I can cite many individual reasons and factors which have given rise to this situation. But the general answer to the question of why Microsoft has forfeited this victory, and allowed its most fierce competitor to embrace and extend its own game plan, is really this: "I don't know."

There's nothing in Android that Microsoft couldn't build. Windows 7 and Zune HD prove it can create a user experience of similar or better quality. Windows Desktop Search (and Vista/Windows 7 search), Bing's Web search and Bing Maps could bring about nearly identical device/Web search integration. There have been enough WinMo hardware blunders that Microsoft could easily work with Toshiba, Motorola, HTC or Samsung to produce better form factor, better ergonomics, and even a better screen than Droid offers. Microsoft's been burned often by lousy OEM hardware execution, and it now knows how to advise its hardware partners to generate better results.
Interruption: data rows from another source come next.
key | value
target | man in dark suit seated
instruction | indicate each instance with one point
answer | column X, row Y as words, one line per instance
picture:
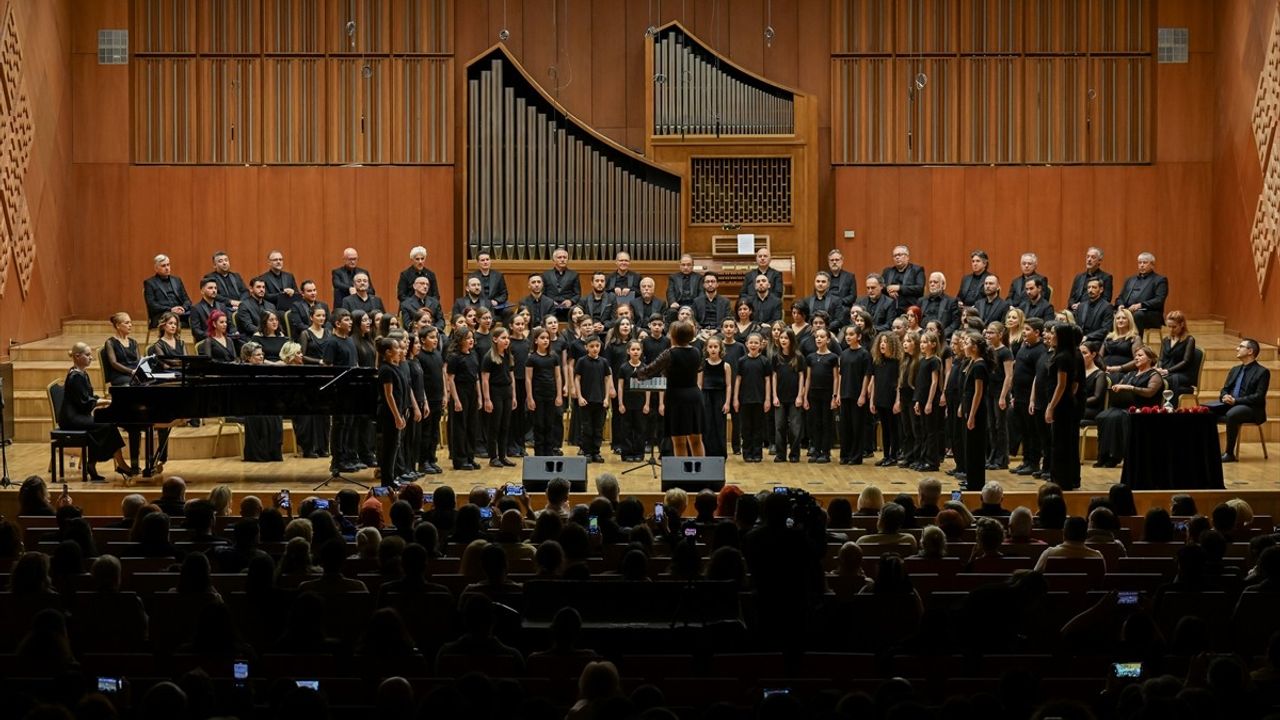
column 766, row 306
column 1092, row 270
column 880, row 306
column 648, row 302
column 539, row 305
column 937, row 305
column 493, row 285
column 416, row 269
column 682, row 286
column 1018, row 288
column 231, row 286
column 970, row 286
column 711, row 308
column 282, row 288
column 300, row 315
column 248, row 317
column 904, row 281
column 420, row 300
column 164, row 292
column 344, row 278
column 762, row 268
column 561, row 283
column 1033, row 302
column 1095, row 313
column 1244, row 395
column 991, row 308
column 1144, row 295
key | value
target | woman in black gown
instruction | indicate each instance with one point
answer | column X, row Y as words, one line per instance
column 77, row 414
column 1178, row 355
column 218, row 345
column 312, row 431
column 1138, row 388
column 682, row 400
column 1063, row 413
column 977, row 376
column 119, row 360
column 263, row 433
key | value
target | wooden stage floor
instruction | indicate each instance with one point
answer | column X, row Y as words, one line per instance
column 1252, row 477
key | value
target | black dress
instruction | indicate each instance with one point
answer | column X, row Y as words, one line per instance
column 77, row 414
column 974, row 440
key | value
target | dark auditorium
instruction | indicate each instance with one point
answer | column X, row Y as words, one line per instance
column 639, row 360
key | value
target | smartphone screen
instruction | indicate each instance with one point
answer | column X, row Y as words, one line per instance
column 1127, row 669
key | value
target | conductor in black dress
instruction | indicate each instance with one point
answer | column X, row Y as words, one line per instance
column 77, row 414
column 682, row 400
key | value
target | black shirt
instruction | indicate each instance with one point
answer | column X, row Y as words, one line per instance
column 433, row 374
column 886, row 382
column 544, row 376
column 753, row 372
column 854, row 365
column 787, row 379
column 1024, row 370
column 339, row 351
column 822, row 370
column 595, row 374
column 924, row 381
The real problem to me seems to be managerial and structural, and it's very depressing to see. I think many of WinMo's ills are comparable to those that plagued Vista, both in terms of product quality, PR and the product team's management. The good news is that the WinMo/Vista parallels are more encouraging than the WinMo/Google ones. Because we know, in Windows 7, that Microsoft solved their Vista problem, which means they can solve their WinMo problem too.

Will version 7 be the lucky release on the mobile side, as it was on the PC? I am not certain. But I do think the problem will be solved, and I even think that Android may provide the encouragement needed to get to the solution. It may just take a while. But, as I said, when it comes to mobile devices, I am a patient man.